Abstract
Background
Testing for COVID-19 remains limited in the United States and across the world. Poor allocation of limited testing resources leads to misutilization of health system resources, which complementary rapid testing tools could ameliorate.
Objective
To predict SARS-CoV-2 PCR positivity based on complete blood count components and patient sex.
Study design
A retrospective case-control design for collection of data and a logistic regression prediction model was used. Participants were emergency department patients > 18 years old who had concurrent complete blood counts and SARS-CoV-2 PCR testing. 33 confirmed SARS-CoV-2 PCR positive and 357 negative patients at Stanford Health Care were used for model training. Validation cohorts consisted of emergency department patients > 18 years old who had concurrent complete blood counts and SARS-CoV-2 PCR testing in Northern California (41 PCR positive, 495 PCR negative), Seattle, Washington (40 PCR positive, 306 PCR negative), Chicago, Illinois (245 PCR positive, 1015 PCR negative), and South Korea (9 PCR positive, 236 PCR negative).
Results
A decision support tool that utilizes components of complete blood count and patient sex for prediction of SARS-CoV-2 PCR positivity demonstrated a C-statistic of 78 %, an optimized sensitivity of 93 %, and generalizability to other emergency department populations. By restricting PCR testing to predicted positive patients in a hypothetical scenario of 1000 patients requiring testing but testing resources limited to 60 % of patients, this tool would allow a 33 % increase in properly allocated resources.
Conclusions
A prediction tool based on complete blood count results can better allocate SARS-CoV-2 testing and other health care resources such as personal protective equipment during a pandemic surge.

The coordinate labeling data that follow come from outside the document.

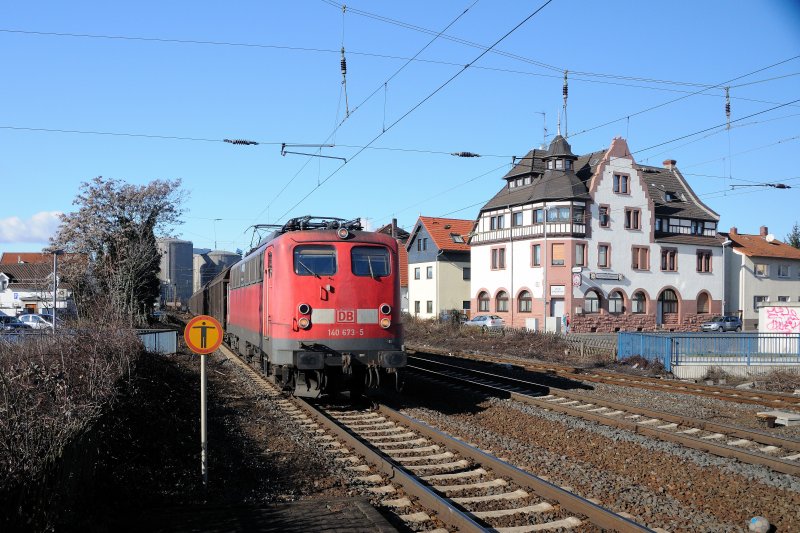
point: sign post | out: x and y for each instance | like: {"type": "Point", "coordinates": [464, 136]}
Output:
{"type": "Point", "coordinates": [203, 335]}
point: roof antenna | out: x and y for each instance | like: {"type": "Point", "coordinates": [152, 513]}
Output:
{"type": "Point", "coordinates": [565, 92]}
{"type": "Point", "coordinates": [344, 68]}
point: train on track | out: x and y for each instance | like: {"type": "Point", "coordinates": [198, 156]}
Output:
{"type": "Point", "coordinates": [317, 302]}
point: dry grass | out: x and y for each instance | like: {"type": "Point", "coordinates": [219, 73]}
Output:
{"type": "Point", "coordinates": [52, 388]}
{"type": "Point", "coordinates": [517, 342]}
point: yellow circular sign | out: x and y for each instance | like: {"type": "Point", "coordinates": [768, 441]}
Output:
{"type": "Point", "coordinates": [203, 334]}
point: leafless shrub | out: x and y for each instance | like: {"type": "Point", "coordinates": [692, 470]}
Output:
{"type": "Point", "coordinates": [516, 341]}
{"type": "Point", "coordinates": [52, 388]}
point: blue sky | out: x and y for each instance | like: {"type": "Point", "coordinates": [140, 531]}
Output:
{"type": "Point", "coordinates": [288, 89]}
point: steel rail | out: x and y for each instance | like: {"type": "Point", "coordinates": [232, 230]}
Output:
{"type": "Point", "coordinates": [766, 398]}
{"type": "Point", "coordinates": [723, 450]}
{"type": "Point", "coordinates": [600, 516]}
{"type": "Point", "coordinates": [450, 513]}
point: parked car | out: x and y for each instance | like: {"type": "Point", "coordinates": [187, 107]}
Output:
{"type": "Point", "coordinates": [722, 323]}
{"type": "Point", "coordinates": [36, 321]}
{"type": "Point", "coordinates": [11, 323]}
{"type": "Point", "coordinates": [485, 322]}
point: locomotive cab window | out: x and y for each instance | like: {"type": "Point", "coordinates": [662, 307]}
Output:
{"type": "Point", "coordinates": [314, 260]}
{"type": "Point", "coordinates": [370, 261]}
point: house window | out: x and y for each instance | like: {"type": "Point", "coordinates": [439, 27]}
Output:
{"type": "Point", "coordinates": [498, 258]}
{"type": "Point", "coordinates": [524, 302]}
{"type": "Point", "coordinates": [633, 218]}
{"type": "Point", "coordinates": [615, 303]}
{"type": "Point", "coordinates": [640, 258]}
{"type": "Point", "coordinates": [557, 254]}
{"type": "Point", "coordinates": [603, 259]}
{"type": "Point", "coordinates": [638, 303]}
{"type": "Point", "coordinates": [591, 302]}
{"type": "Point", "coordinates": [483, 301]}
{"type": "Point", "coordinates": [605, 217]}
{"type": "Point", "coordinates": [580, 254]}
{"type": "Point", "coordinates": [703, 303]}
{"type": "Point", "coordinates": [501, 303]}
{"type": "Point", "coordinates": [669, 301]}
{"type": "Point", "coordinates": [578, 215]}
{"type": "Point", "coordinates": [621, 184]}
{"type": "Point", "coordinates": [704, 261]}
{"type": "Point", "coordinates": [669, 259]}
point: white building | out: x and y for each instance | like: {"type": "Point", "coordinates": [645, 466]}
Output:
{"type": "Point", "coordinates": [438, 266]}
{"type": "Point", "coordinates": [760, 271]}
{"type": "Point", "coordinates": [614, 244]}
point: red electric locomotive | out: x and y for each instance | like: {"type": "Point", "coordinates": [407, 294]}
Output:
{"type": "Point", "coordinates": [318, 301]}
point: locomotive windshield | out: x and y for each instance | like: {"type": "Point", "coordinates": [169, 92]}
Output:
{"type": "Point", "coordinates": [314, 260]}
{"type": "Point", "coordinates": [370, 261]}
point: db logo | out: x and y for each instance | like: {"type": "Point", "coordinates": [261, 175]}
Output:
{"type": "Point", "coordinates": [345, 315]}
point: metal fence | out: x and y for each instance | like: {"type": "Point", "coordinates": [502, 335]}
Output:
{"type": "Point", "coordinates": [163, 341]}
{"type": "Point", "coordinates": [711, 348]}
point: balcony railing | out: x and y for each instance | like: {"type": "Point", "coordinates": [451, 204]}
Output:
{"type": "Point", "coordinates": [554, 229]}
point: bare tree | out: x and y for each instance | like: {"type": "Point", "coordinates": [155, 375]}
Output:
{"type": "Point", "coordinates": [115, 226]}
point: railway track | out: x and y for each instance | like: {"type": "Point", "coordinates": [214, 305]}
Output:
{"type": "Point", "coordinates": [766, 398]}
{"type": "Point", "coordinates": [449, 481]}
{"type": "Point", "coordinates": [753, 447]}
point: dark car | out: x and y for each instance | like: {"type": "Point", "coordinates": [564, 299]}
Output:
{"type": "Point", "coordinates": [11, 323]}
{"type": "Point", "coordinates": [723, 323]}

Keywords: COVID-19, SARS-CoV-2, Rapid testing, Machine learning, Prediction tool
Health care systems worldwide are struggling to meet the demands of the severe acute respiratory syndrome coronavirus 2 (SARS-CoV-2) pandemic [1]. Weeks after local transmission was first recognized in the US, laboratory testing for COVID-19, the disease caused by SARS-CoV-2, was limited by assay complexity and reagent shortages. Limited testing and long turnaround times led to misutilization of resources resulting in strained health systems in high burden regions. While testing capacity is improving, alternative testing approaches and specimen sources are needed to handle COVID-19 surges, particularly in low-resource health systems. The aim of this study was to develop a decision support tool that integrates readily available routine lab values to predict negative SARS-CoV-2 results in patients presenting to the emergency department (ED). Use of this tool could reserve confirmatory SARS-CoV-2 testing and health system resources such as personal protective equipment and isolation rooms for those patients more likely to have COVID-19 (Fig. 1 ).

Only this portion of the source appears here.